Question

The ${16}^{th}$ term of an AP is five times its third term. If its ${10}^{th}$ term is 41, then find the sum of its first fifteen terms.

Answer 1

Let the first term of AP be a and common differnce be d.
Given that ${16}^{th}$ term of an AP is five times its third term.

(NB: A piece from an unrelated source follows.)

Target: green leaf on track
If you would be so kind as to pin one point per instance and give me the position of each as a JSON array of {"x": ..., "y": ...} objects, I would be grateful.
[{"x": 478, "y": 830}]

i.e., $a+(16-1)d=5[a+(3-1\left)d\right]$

$\Rightarrow a+15d=5[a+2d]$

$\Rightarrow a+15d=5a+10d$

$\Rightarrow 4a-5d=0....\left(i\right)$

Also given that, $a_{10}=41$

$\Rightarrow a+(10-1d)=41$

$\Rightarrow a+9d=41....\left(ii\right)$

On multiplying equation (ii) by 4, we get

4a+36d=164 ....(iii)

Subtracting equation (iii) from (i), we get

$\begin{array}{c}4a-5d=0\\ 4a+36d=164\\ \underset{–}{---}\\ -41d=-164\\ d=4\end{array}$

On putting the value of d in eq.(i), we get

$4a-5\times 4=0$

4a=20

a=5

Now, $S_{15}=\frac{15}{2}[2a+(15-1\left)d\right]$

$S_{15}=\frac{15}{2}(2\times 5+14\times 4)$

$=\frac{15}{2}2(5+14\times 4)$

=15(5+28)

=$15\times 33$

$S_{15}=495$

Hence,sum of first fifteen terms is 495.